In the previous three summers, both the Herald and Environment Canterbury received dozens of calls about a pungent odour, described as anything from "fishy" to "like a dead seal", wafting through town as the weather changed.
ECan purchased a trial software programme to try to locate it, but compliance monitoring leader Jason Evered said its pollution hotline had received zero complaints about the unpleasant odour since the software went "live" in December.
"I'm at a loss as to why that is. I don't think the lack of complaints means the smell has gone away, as such. Perhaps we haven't had the same weather patterns as the last two summers," he said.
Mr Evered said ECan purchased the trial software from Australian firm Pacific Environment for about $9000.
"It was always going to be a pretty open-ended trial, we had to do something," he said.
"Summer's not over yet, it could well be that the wind changes and the odour becomes prominent again."
The software, called EnviroSuite Odour Tracking System, tracks the possible direction of the smell by mapping it to the weather patterns, the location of the complaint, and the description of the smell.

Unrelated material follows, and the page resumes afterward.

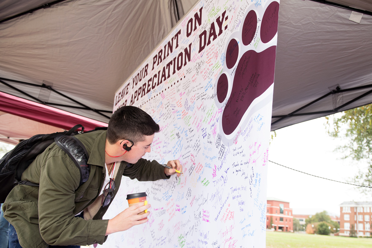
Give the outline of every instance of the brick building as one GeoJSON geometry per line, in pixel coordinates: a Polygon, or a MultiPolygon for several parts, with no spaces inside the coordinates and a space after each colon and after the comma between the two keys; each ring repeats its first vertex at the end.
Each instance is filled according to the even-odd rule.
{"type": "Polygon", "coordinates": [[[293,215],[289,203],[274,198],[267,199],[266,228],[275,231],[293,231],[293,215]],[[272,225],[271,224],[272,222],[272,225]]]}
{"type": "Polygon", "coordinates": [[[372,202],[344,202],[340,207],[340,236],[349,236],[353,229],[358,236],[371,236],[372,202]]]}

"If people do notice the unpleasant odour, please be very specific about the time, location and nature of the complaint," Mr Evered said.
Residents can phone ECan's pollution hotline with any complaints about unpleasant odours on 0800 76 55 88.
While Timaru's odour issues appear to be dormant at the moment, Whanganui's recent problems have led it to being dubbed "Ponganui".
The smell has led to countless complaints from locals, and was believed to have been caused by recent dumps of trade waste.
Horizons Regional Council has ordered Wanganui District Council to stop emitting objectionable odour beyond the boundary of its wastewater treatment plant by February 9, or face penalties ranging from fines to the shutting down of the plant.